The U.S. Green Building Council has awarded its highest distinction, the Leadership in Energy and Environmental Design (LEED) Platinum certification, to Posty Cards of Kansas City, Mo. Of the seven manufacturing plants in the country to earn the designation, the 65-year-old, family-owned greeting card company, run by third-generation president Erick Jessee, '89, is by far the smallest. (Others include a Volkswagen facility and a ConAgra operation.) One of the lead architects of the expansion and renovation project—which doubled the facility's space while significantly reducing its carbon footprint per square foot—was Mark McHenry, '73, with McHenry Shaffer Mitchell.

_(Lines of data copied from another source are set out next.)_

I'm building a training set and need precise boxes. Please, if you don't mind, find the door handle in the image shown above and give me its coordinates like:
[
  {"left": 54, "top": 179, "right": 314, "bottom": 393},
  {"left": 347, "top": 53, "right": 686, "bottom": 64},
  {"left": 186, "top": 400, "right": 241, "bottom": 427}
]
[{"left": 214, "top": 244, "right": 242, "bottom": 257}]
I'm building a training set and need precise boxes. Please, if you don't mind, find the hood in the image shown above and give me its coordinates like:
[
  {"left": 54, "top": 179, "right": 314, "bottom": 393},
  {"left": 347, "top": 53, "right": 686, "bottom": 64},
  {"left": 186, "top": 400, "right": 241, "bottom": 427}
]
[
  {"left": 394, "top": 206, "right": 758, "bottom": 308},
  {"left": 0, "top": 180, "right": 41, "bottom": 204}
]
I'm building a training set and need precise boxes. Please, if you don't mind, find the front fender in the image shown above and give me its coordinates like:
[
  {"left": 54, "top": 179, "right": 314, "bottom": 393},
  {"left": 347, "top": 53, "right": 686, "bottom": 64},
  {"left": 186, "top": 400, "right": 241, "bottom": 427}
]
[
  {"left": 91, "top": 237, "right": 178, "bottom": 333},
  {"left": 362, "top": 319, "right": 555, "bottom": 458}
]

The United States Golf Association Museum in New Jersey has dedicated a gallery to Mary Kathryn "Mickey" Wright, '56. The fourth person to have a room named in her honor, Wright joins the ranks of Ben Hogan, Bobby Jones and Arnold Palmer. Among the memorabilia on display is the set of 1963 Wilson Staff Dynapower clubs she played with for 32 years while perfecting the swing Hogan once called "the greatest golf swing I ever saw." There's also the 1955 Bulls-Eye putter she used to win all but one of her 82 LPGA titles, including 13 major championships. A four-time U.S. Women's Open champion (1958-59, 1961, 1964), Wright is the only player in LPGA history to hold all four major titles at the same time (1961-62).

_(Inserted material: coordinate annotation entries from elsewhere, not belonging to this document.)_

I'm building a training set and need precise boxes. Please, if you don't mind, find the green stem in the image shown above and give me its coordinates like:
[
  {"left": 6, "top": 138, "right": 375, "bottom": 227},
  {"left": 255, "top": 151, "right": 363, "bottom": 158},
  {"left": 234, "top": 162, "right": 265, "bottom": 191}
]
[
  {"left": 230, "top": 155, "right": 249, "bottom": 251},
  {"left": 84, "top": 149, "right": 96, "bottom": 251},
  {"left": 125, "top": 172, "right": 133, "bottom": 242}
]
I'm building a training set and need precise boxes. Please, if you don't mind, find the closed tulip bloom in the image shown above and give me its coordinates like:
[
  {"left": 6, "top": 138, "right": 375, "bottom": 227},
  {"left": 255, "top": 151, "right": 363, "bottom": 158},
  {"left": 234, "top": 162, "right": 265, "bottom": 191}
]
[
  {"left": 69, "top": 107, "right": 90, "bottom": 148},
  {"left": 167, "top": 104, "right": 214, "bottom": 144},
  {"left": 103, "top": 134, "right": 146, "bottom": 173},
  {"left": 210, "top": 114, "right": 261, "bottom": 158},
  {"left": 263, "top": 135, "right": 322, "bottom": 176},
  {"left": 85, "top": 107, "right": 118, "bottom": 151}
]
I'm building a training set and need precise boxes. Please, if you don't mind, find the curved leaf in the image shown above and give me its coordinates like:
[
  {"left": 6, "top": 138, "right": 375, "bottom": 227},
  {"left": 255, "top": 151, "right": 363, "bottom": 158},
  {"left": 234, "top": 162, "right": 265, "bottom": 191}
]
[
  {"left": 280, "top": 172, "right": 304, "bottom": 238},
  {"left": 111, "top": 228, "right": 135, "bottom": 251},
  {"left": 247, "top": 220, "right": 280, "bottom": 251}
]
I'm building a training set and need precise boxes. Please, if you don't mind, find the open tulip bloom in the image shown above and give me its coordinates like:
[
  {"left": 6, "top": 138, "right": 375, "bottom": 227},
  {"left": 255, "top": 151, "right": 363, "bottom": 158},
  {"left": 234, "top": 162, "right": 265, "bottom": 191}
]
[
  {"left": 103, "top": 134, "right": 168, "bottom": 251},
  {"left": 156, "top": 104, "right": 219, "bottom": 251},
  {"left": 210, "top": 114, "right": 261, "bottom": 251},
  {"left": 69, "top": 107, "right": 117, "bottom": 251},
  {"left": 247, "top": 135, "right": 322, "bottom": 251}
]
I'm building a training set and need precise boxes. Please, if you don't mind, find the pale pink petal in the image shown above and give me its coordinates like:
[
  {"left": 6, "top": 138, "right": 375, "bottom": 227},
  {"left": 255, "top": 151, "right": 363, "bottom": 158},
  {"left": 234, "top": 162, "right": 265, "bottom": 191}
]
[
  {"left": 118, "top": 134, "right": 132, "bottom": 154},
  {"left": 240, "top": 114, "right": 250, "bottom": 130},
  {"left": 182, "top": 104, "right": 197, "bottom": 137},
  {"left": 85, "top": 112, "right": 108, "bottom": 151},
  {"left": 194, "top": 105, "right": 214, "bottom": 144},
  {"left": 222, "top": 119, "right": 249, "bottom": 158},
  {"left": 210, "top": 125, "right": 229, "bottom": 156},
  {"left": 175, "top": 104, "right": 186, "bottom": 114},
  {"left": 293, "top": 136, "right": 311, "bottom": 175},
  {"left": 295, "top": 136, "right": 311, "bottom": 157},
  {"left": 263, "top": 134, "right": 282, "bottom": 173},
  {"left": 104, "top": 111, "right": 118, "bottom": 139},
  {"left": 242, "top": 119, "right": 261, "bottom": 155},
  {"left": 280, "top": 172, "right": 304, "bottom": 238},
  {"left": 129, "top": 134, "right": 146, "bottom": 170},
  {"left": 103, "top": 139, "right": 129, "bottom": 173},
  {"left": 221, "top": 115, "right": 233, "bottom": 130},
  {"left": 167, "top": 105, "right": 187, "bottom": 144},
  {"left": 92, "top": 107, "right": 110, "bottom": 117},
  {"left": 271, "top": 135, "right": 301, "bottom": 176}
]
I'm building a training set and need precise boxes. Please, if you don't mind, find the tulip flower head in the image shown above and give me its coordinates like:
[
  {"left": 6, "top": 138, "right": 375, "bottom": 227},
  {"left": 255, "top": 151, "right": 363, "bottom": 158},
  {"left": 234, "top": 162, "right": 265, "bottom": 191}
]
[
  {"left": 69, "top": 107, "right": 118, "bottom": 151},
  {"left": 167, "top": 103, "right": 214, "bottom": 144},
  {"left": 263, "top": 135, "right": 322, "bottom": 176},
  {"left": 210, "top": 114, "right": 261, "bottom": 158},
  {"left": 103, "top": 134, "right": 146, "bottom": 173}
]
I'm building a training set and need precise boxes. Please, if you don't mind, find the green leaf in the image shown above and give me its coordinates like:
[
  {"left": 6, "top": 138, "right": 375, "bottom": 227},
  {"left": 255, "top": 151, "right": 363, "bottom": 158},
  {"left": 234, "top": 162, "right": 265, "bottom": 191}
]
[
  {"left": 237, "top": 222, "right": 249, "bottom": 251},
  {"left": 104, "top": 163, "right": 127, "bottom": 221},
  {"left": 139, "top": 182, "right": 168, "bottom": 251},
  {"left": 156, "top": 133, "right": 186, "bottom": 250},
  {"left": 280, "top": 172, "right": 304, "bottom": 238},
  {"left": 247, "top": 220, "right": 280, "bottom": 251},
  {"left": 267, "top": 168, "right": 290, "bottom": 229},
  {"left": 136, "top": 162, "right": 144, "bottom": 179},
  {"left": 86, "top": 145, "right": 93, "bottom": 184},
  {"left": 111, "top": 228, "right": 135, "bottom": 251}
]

"I had a vision, or an idea, that Mr. Darcy is going to be involved in the technology of the time. We hear from Austen's pen that he is a man of letters and that he's involved in business. In my book, I chose to make Mr. Darcy a forward thinking man of the Age of Reason, a man who wanted his wife as a partner, not his arm candy."
—Cisco co-founder and Austen scholar Sandy Lerner, MS '81, on the inspiration for Second Impressions, her "sequel" to Pride and Prejudice.